Our research further updated the clinical characteristics of BLP. Compared with a study involving 30 patients with BLP conducted in France 6 years ago [3], we have agreements as well as new findings. The consistent aspects include earlier onset, unilateral distribution (no preference for left or right side), and triggering/aggravation factors (in about one-third of patients with BLP). New findings include more involvement of male individuals in BLP (especially in type II), a lower rate of positive psoriatic family history, and a higher favorable rate by traditional antipsoriatic treatment. More importantly, Say and colleagues showed that only ustekinumab treatment resulted in a response in BLP (2/3), while we found all patients responded favorably to ixekizumab (4/4) in our investigation. Biologics against IL-17A (ixekizumab, secukinumab) did not appear in their research, possibly as a result of their recent approval for psoriasis in Europe. Otherwise, the differences in research results may mainly be due to differences in racial susceptibility backgrounds.

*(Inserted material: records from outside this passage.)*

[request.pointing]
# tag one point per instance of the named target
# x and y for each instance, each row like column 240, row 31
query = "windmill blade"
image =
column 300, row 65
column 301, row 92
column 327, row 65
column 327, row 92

A limitation of the present study is that, other than the patients we treated, the patients we reviewed were only from the PubMed and Wanfang databases. Cases of BLP not included in these two databases have not been reviewed. For the same reason, we did not analyze the differences of BLP among different races. Another point is that the standards for treatment efficiency cannot be guaranteed to be completely unified, and reporters used their own standards, but the overall trend in evaluating treatment effectiveness is consistent. Also, some patients had incomplete medical information. Although our sample size is larger than previous studies, it may not be sufficient to identify subtle differences, such as the different therapeutic responses to biologics.

Conclusion

This study summarized the clinical characteristics and therapeutic aspects of BLP, such as more involvement of male individuals (especially in type II); approximately one-third of patients with BLPs having triggering/exacerbating factors; a personalized selection of biologics may also be a promising choice, besides traditional antipsoriatic treatment. Dermatologists should recognize and understand the significance of this disease, and provide patients with appropriate psychological counseling and clinical treatments.